Ausgehend von der Rechtsprechung, wonach die Familienbeihilfe als Einkommen des Unterhaltspflichtigen bei der Unterhaltsbemessung zu berücksichtigen ist (SZ 54/52; RZ 1991/26; ÖA 1997, 193 U 186), hat das Rekursgericht - von der Mutter unbekämpft - die Familienbeihilfe in die Unterhaltsbemessungsgrundlage einbezogen und damit der Prozentberechnung zugrundegelegt.
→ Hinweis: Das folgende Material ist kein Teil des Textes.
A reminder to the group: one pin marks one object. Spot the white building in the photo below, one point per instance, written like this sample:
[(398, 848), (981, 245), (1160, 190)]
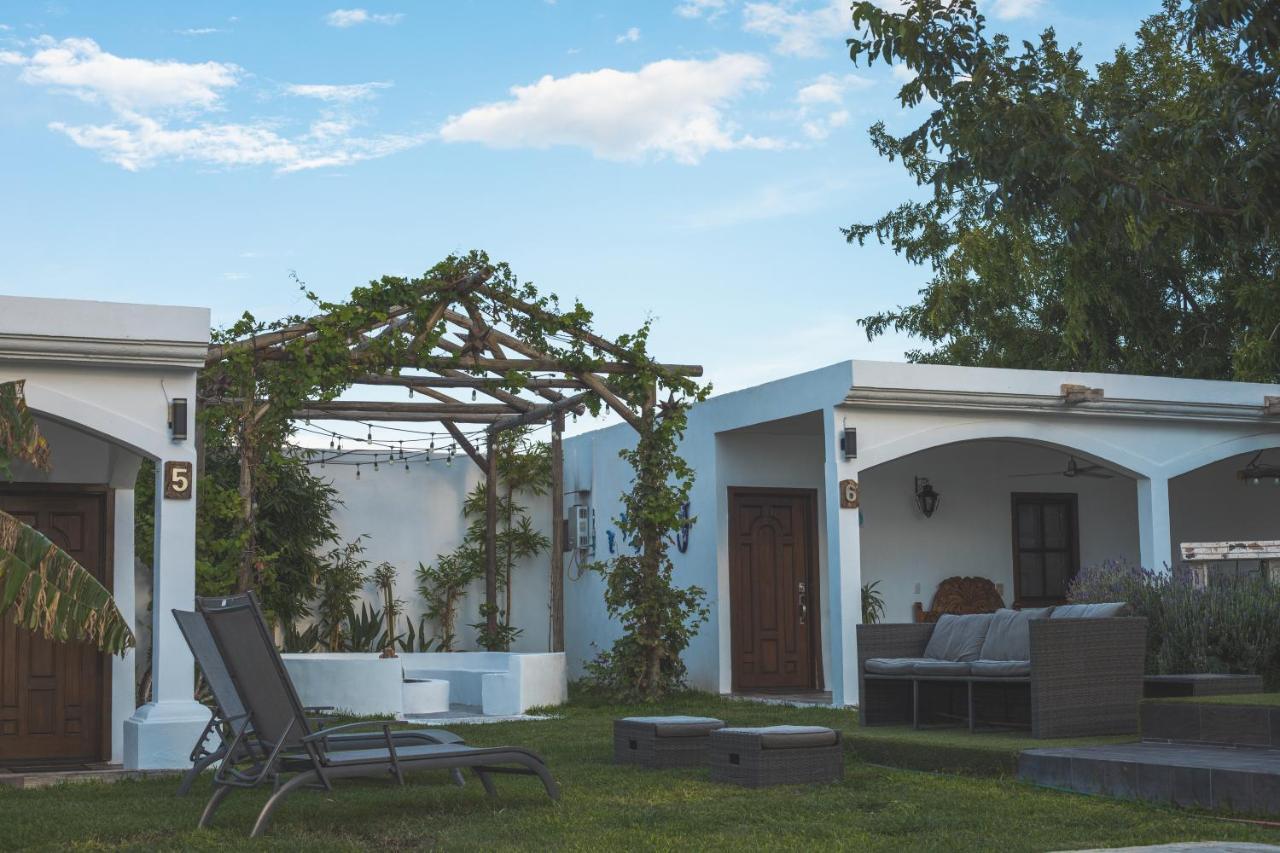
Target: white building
[(100, 379), (1008, 451)]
Auf die von Schwimann (in Schwimann ABGB2 Rz 54 zu § 140) aufgezeigte Judikaturdifferenz in der Frage der Einbeziehung der Familienbeihilfe in die Unterhaltsbemessungsgrundlage muß damit nicht eingegangen werden.

Dem Rekurs des Jugendwohlfahrtsträgers ist ein Erfolg zu versagen.